Existing active mapping methods often suffer from low exploration efficiency and incomplete reconstruction due to their reliance on myopic next-best-view selection. This work proposes a long-horizon planning framework for active mapping that, for the first time, integrates implicit scene representations with strong structural priors and long-term trajectory optimization. By leveraging a pre-trained occupancy network to construct an “Imaginary Gaussian” scene representation, the approach enables efficient volume rendering and real-time estimation of surface coverage gains. A tree-search algorithm is employed to globally optimize trajectories, while the scene representation and trajectory are jointly updated in a closed-loop manner. The method achieves state-of-the-art performance across diverse indoor and outdoor benchmarks and under varying action spaces, demonstrating that long-horizon planning is crucial for enhancing both the completeness and efficiency of active mapping.

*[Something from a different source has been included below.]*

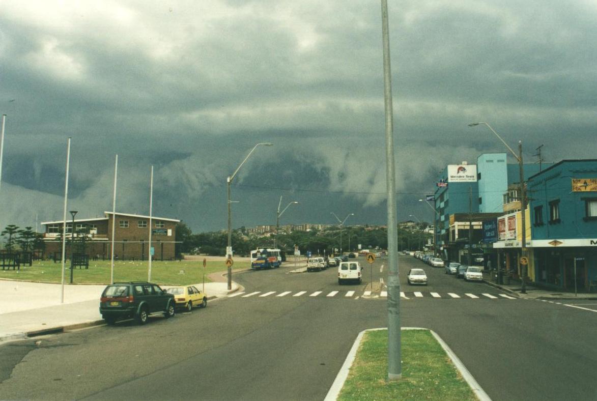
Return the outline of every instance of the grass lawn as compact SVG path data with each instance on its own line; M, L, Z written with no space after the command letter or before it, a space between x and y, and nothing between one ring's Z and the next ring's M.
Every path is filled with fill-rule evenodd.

Active mapping aims to determine how an agent should move to efficiently reconstruct an unknown environment. Most existing approaches rely on greedy next-best-view prediction, resulting in inefficient exploration and incomplete scene reconstruction. To address this limitation, we introduce MAGICIAN, a novel long-term planning framework that maximizes accumulated surface coverage gain through Imagined Gaussians, a scene representation derived from a pre-trained occupancy network with strong structural priors. This representation enables efficient computation of coverage gain for any novel viewpoint via fast volumetric rendering, allowing its integration into a tree-search algorithm for long-horizon planning. We update Imagined Gaussians and refine the planned trajectory in a closed-loop manner. Our method achieves state-of-the-art performance across indoor and outdoor benchmarks with varying action spaces, demonstrating the critical advantage of long-term planning in active mapping.